For the first time in years, she found herself without something to do. She took a year off, read and wrote and spent time at the beach, then — remembering her fondness for the women from the Towers who frequented the tea shop — began serving as a companion for seniors, something she still does now on a limited basis. In addition, she works part time at the YWCA of the Tonawandas. Part three of the book deals with this period of her life, right up to 2013.
Michele — one of Potter’s “friends with no last names” whom she met years ago during Al-Anon meetings — said she believes the book’s simple stories show the growth Potter has reached for over the years.

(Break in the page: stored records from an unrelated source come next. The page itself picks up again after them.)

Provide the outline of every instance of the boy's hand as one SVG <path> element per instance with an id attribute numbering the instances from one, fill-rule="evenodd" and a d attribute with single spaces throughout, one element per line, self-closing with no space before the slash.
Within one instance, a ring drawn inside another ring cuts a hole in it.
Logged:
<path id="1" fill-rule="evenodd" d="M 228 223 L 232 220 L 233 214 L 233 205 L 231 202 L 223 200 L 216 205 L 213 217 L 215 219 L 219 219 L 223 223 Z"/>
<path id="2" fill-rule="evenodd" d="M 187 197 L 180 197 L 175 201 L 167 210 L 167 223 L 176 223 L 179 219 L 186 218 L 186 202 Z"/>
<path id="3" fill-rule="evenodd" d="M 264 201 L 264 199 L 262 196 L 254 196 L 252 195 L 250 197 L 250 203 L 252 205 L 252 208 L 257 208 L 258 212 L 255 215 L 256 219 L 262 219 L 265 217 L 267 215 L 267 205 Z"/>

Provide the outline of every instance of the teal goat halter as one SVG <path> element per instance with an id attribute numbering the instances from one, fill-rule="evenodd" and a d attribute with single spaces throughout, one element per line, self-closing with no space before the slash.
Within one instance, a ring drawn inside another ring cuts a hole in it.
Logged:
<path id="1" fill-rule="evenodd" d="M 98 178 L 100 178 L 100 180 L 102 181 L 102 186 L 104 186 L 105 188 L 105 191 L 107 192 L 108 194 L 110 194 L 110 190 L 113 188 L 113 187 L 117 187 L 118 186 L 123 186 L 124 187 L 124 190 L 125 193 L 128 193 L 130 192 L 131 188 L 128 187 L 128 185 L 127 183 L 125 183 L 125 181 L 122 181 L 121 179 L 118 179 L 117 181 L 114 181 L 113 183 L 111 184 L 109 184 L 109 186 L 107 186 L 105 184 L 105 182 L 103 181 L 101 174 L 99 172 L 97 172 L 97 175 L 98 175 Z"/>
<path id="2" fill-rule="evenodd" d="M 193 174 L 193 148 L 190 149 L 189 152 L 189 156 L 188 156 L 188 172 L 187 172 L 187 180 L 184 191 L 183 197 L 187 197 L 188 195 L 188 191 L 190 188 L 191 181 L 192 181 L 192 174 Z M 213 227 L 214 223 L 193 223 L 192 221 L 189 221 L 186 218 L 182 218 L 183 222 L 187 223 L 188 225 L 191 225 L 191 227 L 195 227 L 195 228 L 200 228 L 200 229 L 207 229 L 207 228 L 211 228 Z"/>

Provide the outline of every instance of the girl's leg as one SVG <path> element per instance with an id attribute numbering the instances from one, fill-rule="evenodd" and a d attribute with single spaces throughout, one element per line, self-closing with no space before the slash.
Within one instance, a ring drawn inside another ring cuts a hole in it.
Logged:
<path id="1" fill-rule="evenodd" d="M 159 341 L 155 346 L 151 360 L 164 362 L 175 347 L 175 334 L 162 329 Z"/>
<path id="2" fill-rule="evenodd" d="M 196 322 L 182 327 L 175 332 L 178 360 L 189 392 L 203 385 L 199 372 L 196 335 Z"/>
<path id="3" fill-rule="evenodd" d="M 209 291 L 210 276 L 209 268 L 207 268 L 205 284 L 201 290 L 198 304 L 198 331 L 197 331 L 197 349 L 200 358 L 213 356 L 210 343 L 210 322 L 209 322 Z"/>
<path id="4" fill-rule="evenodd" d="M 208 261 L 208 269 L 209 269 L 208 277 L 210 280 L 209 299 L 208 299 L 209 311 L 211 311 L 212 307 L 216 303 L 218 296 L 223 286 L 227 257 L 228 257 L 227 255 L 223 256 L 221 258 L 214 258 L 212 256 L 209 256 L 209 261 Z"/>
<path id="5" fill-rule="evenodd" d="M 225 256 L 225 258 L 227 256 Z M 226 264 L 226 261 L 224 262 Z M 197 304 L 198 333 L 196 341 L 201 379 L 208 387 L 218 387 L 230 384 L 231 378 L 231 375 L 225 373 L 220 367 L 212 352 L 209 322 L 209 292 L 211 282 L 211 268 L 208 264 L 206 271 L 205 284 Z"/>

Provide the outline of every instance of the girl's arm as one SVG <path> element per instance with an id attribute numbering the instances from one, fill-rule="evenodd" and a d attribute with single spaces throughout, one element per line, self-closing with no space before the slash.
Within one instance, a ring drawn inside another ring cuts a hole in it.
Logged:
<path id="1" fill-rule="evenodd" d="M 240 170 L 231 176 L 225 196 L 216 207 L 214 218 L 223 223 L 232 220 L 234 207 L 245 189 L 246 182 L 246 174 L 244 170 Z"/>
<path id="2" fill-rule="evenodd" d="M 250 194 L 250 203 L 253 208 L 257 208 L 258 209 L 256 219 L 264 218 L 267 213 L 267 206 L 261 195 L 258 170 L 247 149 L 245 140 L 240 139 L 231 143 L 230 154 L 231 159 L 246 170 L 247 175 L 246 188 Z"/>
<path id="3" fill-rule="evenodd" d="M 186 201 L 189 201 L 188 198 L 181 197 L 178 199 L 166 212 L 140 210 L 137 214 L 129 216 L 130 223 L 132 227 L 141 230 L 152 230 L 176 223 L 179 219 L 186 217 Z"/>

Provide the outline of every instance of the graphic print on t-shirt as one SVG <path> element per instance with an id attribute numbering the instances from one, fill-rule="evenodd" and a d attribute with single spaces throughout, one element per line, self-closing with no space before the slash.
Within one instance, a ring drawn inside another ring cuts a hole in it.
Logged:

“I think that what the book really is ... all these little vignettes ... is seeing life through spiritual eyes,” Michele said. “She’s had a huge transformation from the person she was to the person she is today.
“It think the book exemplifies that, with each little story she tells, how she tries to see things through those eyes. It’s not always the easiest thing, but she’s done remarkably well.”
Potter has also written a second book for her grandchildren, although it hasn’t been published yet, and is at work on another. In the meanwhile, she’s promoting “A Girl Like Me” with presentations to community groups and book signings, such as one that will take from 1 to 6 p.m. Saturday at TNT Pizza, 48 Main St., City of Tonawanda. The book is also available at amazon.com, barnesandnoble.com and bookstore.balboapress.com.
It’s all part of continuing the spirit of Simply’s Sue’s, Potter said, and knowing that “A Girl Like Me” can move past the challenges to live the life she wants to live.
“What I hope people take away is that I’m carry a message of stepping beyond the limits imposed on you and knowing God has your back,” she said. “There’s always more. There’s always hope.”